Hikmah Bekas Merah di Pipi
Karya : Erintia Putri
Arkhan, seorang remaja
yang tidak suka dengan aturan keras yang dapat menghalangi kebahagiaannya. ia
adalah salah seorang dari anggota geng yang terdapat di madrasahnya. Dikenal
sebaga siswa yang nakal telah ia anggap sebagai pujian. Begitu banyak peraturan
di sekolah yang membuatnya terasa dikekang, hingga ia langgar dan abaikan.
Ruang BK sudah ia anggap sebagai tempat yang wajib ia kunjungi, paling tidak
dua kali dalam sepekan. Ia memiliki saudara bernama Hafaza, lahir setahun setelah
ia dilahirkan. Mereka bersaudara layaknya saudara yang tak menutup kemungkinan
sering terjadi pertengkaran diantara mereka, baik di rumah maupun di madrasah
tempat mereka sekolah.
Arkhan memiliki kakak bernama
Nadira yang sifatnya sangat berbeda dengan saudara yang lain. Nadira merupakan
anak yang rajin, sholehah, pandai, hormat kepada yang lebih tua, dan sayang kepada
adik adiknya. Tak heran jika orang tua mereka kagum, dan sering memberikannya
pujian.
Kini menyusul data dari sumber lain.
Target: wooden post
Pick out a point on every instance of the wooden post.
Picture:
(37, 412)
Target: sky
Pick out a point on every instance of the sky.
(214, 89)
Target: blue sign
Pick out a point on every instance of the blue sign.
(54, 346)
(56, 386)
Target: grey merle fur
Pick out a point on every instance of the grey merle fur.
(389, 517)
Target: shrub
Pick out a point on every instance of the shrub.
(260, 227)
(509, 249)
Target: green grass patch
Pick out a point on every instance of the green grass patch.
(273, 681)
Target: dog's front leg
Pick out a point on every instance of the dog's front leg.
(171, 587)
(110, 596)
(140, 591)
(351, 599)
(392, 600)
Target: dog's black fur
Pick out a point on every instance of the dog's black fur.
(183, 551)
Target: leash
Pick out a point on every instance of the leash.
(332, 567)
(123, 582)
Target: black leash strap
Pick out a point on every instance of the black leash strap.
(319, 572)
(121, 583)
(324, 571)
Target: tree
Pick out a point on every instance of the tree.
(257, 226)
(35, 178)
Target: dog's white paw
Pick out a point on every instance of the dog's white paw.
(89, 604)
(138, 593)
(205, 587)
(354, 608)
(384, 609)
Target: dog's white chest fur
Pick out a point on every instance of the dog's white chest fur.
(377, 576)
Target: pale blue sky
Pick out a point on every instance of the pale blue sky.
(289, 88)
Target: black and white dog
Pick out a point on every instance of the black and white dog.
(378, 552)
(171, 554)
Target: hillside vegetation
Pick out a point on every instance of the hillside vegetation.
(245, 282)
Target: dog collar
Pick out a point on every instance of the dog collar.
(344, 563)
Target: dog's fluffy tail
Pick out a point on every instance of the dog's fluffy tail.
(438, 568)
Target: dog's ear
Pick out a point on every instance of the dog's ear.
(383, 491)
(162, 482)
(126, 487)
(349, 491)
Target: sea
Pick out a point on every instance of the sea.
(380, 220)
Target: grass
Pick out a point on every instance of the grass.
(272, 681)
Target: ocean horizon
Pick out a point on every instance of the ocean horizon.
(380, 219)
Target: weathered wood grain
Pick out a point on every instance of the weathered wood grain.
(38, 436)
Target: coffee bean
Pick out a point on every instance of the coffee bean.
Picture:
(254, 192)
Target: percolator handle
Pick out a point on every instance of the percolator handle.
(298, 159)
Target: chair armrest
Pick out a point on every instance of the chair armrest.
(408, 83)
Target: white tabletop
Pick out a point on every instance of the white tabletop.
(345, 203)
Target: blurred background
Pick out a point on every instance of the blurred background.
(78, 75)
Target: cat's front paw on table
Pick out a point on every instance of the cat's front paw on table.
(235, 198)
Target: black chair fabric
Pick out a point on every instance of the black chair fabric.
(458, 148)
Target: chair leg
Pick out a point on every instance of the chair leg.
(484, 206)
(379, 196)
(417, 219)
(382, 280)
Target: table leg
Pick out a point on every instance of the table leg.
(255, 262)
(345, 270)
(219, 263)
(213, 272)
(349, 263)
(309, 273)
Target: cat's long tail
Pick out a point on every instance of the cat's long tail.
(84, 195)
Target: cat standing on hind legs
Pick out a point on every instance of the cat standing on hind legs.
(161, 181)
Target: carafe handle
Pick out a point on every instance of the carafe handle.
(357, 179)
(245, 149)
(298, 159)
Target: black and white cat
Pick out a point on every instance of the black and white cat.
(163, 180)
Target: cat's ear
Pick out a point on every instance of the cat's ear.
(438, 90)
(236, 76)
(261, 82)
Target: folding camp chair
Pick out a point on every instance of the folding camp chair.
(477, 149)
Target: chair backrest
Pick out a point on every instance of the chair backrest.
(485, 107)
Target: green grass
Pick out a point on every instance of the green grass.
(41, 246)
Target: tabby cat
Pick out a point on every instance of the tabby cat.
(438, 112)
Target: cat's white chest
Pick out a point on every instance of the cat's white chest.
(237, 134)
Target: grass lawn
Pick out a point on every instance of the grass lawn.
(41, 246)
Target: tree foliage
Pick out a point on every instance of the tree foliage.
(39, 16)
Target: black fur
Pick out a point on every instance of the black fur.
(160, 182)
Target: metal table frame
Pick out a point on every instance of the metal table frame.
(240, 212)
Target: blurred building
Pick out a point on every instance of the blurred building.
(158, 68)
Arkhan dan Hafaza tak pernah keberatan dengan itu, karena mereka sadar
bahwa itu memang benar. Arkhan bersama perkumpulannya tak bisa lepas dari teman
yang mereka anggap sebagai penenang ketika ada problema yang mereka hadapi
yaitu sesuatu yang digunakan dengan menghirup dan menghembuskan. Seringkali Arkhan
diberikan arahan supaya dapat meninggalkan kebiasaan buruknya tersebut. Namun,
baginya aturan bukanlah hal baik baginya.
Berbagai hukuman telah
Arkhan rasakan, hingga akhirnya ia jenuh dengan semua itu. Satu hal yang paling
tidak ia terima adalah ketika tangan lembut seorang guru mendarat dengan keras
di pipinya. Hal inilah yang membuatnya berfikir untuk pindah sekolah. Keputusan
untuk pindah sekolah disetujui oleh ayahnya.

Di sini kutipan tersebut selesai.